A wooden warehouse erected nearly a century ago is being deconstructed due to multiple constraints that stifled its use.
The 40,000-square-foot Columbia Wards Fisheries warehouse located at Kenai Landing has sat empty for the past two years. Building codes, available funds and an inability to attract enough visitors prompted the facility's demise.
Steve Agni, Kenai Landing Inc.'s deconstruction project manager, worked for seven years attempting to use the former cannery warehouse as an indoor marketplace, but current economics limited his efforts.
The indoor market required so many visitors, and its numbers improved for some time. The economic downturn of 2008-2009, however, coincided with a period in which the building needed more business to survive, Agni said in an email.
KLI, an Alaska corporation focused on historic restoration, experienced road blocks at every turn with several ideas. So, plans shifted from restoration to recycling. Residents and businesses can purchase the building's old growth Douglas fir as the materials become available.
The two-story structure was built in 1922 after a fire burned the original structure. It once served as the primary warehouse for Southcentral Alaska's largest cannery. There are no drawings to document its design, a key issue during the attempts for continued use.
A total of 12 original Columbia Wards Fisheries wood structures remain at Kenai Landing. Another small building called the "Carpenter's Shed" may be deconstructed this year while the rest will stay standing.
The warehouse couldn't meet current standards with its lack of modern services, like heat, running water and fire protection. KLI failed to gain historical recognition for the warehouse, which would've allowed the corporation to move forward using building codes that recognize special conditions.
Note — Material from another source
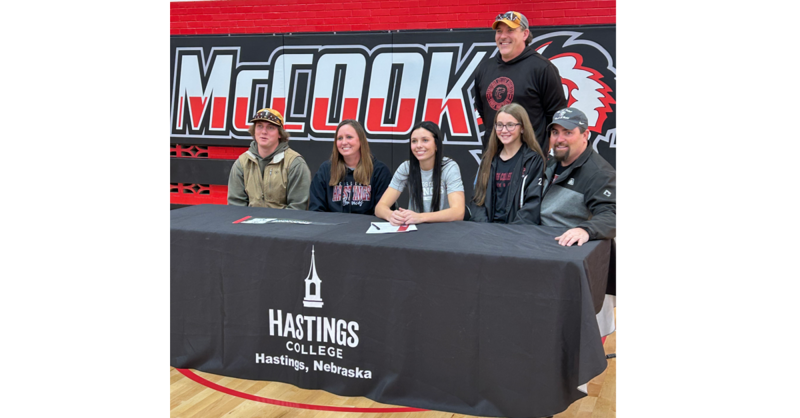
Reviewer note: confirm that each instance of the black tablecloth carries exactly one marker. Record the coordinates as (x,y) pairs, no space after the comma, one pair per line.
(479,319)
A historic structure still must meet the intent of building occupancy codes. However, code allows for some flexibility in achieving that. Buildings' owners are responsible for implementing plans that meet the same levels of safety required by building codes and for following building code requirements, such as having improvements documented by licensed engineers and architects.
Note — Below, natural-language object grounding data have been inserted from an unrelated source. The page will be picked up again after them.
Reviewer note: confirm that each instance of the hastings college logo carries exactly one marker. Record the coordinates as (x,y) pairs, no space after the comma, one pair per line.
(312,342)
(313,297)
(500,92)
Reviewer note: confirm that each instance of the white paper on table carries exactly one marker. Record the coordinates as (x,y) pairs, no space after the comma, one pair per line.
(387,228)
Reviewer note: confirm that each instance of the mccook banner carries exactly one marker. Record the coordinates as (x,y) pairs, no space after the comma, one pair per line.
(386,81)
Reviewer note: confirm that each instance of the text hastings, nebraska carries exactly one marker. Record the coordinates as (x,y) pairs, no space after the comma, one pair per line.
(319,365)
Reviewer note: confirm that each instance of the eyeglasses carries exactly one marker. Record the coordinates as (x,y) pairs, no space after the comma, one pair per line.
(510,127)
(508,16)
Usage became the main problem, Agni said.
Other ideas included using the building as a modern warehouse or a group event venue.
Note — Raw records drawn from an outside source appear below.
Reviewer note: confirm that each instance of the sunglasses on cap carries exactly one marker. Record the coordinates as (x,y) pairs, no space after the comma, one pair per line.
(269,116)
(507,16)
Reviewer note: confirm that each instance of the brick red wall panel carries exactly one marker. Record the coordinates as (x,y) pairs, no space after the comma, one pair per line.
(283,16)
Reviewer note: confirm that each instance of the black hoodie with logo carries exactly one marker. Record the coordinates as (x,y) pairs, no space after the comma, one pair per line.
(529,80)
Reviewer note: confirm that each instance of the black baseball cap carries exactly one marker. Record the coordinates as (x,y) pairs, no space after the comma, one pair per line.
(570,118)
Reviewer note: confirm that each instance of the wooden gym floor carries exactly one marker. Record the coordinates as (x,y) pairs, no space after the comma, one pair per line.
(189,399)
The wood structure is unable to handle floor loads and clearance requirements of modern-day warehouses. And KLI received demand for use of the building for group events, but such usage has strict safety requirements.
Several successful events with Central Peninsula Hospital and residents' weddings took place in the building during the past seven years.
"The city insisted that all improvements had to be documented by licensed architects and engineers, and that was not going to happen in an old building without legal protection as a historic structure," he said.
Kenai city officials said they worked with Kenai Landing Inc. to bring the building up to code incrementally. The city doesn't have any authority to designate a structure as historic; that program is handled by the U.S. Department of the Interior.
The National Register of Historic Places adds properties to its register based on specific criteria.
Some properties on the Kenai Peninsula, such as the Russian Orthodox Church in Old Town Kenai, are on the national register.
Agni said KLI did not attempt to list the warehouse on the national register.
KLI began its project in mid-June; it plans to complete the deconstruction by fall.
The warehouse contains more than 30,000 feet of old growth Douglas fir. The wood includes dimensional lumber, structural beams and planking, all useful in the construction of homes and small businesses.
The wood is dense, containing more fibers than other trees. About 175 to 250 years are required to develop old-growth forests under natural conditions, according to the Department of Agriculture.
"It's heartwood, seasoned and surprisingly void of checks and knots," Agni said in a press release.
He also said KLI remains flexible with the deconstruction timetable, depending on the level of interest and assistance locally.
"It's a big deal, and it's a responsibility we don't take lightly," Agni said. "We're looking for ways to support historic preservation and recycling."
Local historians and the Kenai Historical Society are working with KLI on optional recycling and preservation projects.
An idea being tossed around by the historians is preserving a portion of the warehouse so it remains visible to locals and visitors. KLI has also conducted many discussions on how to use the wood in new and restored buildings around the area.
Agni said he hopes the cost of deconstruction is recovered by the selling of the wood. Also, deconstruction rather than the demolishing of buildings is encouraged by the United States Environmental Protection Agency.
The first batch of wood from the warehouse -- beams, joists and floorboards -- will be available for inspection and purchase on July 13 and 14 at Kenai Landing from 9 a.m. to 2 p.m.